Elli sekiz yaşıma geldim hala bu hayat pahalılığından...

Elli sekiz yaşıma geldim hala bu hayat pahalılığından ve enflasyondan kurtulamadık böyle giderse ölünceye kadar da kurtulacağımız şüpheli. Bu yazıyı yazmaktaki amacım siyaset yapmak değil elbette, bu gidişe dur diyebilecek bir babayiğit göremeden ölüp gideceğiz galiba.
Bu enflasyon canavarı ile tanışmamız çocukluğuma rastlar o zaman kahvehanelere gelen günü geçmiş gazetelerde karikatürünü görürdüm bu canavarın, aradan elli yıla yakın süre geçti hala tuş edemedik bu mereti.

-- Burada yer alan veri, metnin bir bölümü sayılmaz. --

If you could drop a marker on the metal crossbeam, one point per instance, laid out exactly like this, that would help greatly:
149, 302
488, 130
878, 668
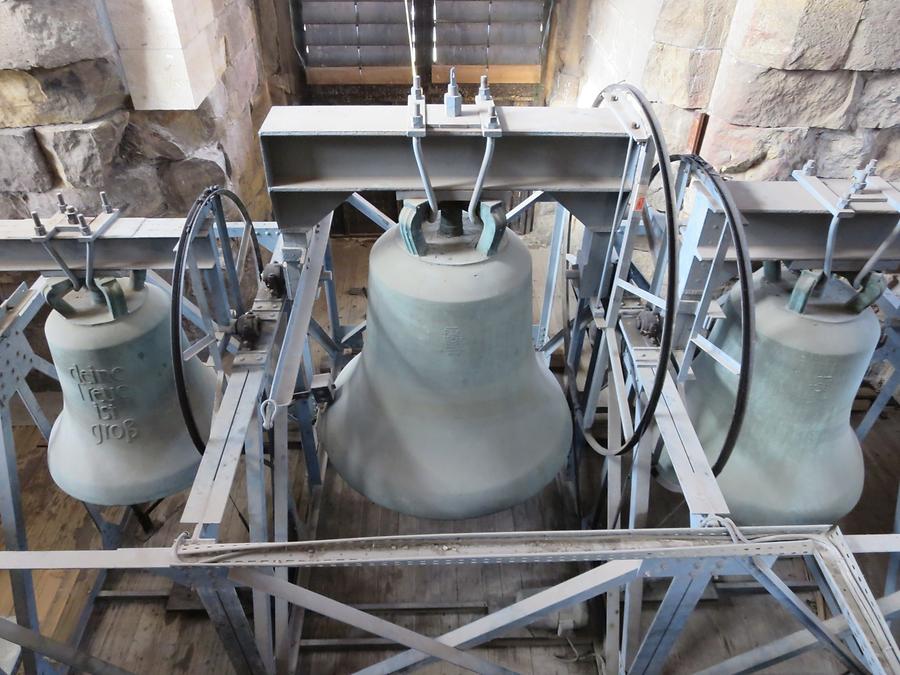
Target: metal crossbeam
763, 573
854, 597
682, 596
793, 645
575, 590
325, 606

Her akşam haberlerde hayat pahalılığının, geçim derdinin yurdum insanını ne kadar zor durumda bıraktığını izliyoruz. Açık oturumlara çıkan kelli felli adamlar bunun nedenlerini ve çözümlerini, anlatıp duruyorlar fakat piyasaya bir faydası yok.  Sokak röportajlarında bir kesim “çalıştıracak insan bulamıyoruz” diye beyanat veriyor, hükümet yanlısı olduğunu tahmin ettiğim bir kesim de “memleket iyi durumda herkesin elinde son model telefon var, araba var, biz zekat verecek insan bulamıyoruz, otoyollar, köprüler, alt geçitler, üst geçitler yapıldı, memleketimiz çağ atladı, Almanya bile bizi kıskanıyor” diyor, bir kesim ise “hayat son derece pahalı ay sonunu getiremiyoruz” diye feryat ediyor. Şimdi çık işin içinden çıkabilirsen.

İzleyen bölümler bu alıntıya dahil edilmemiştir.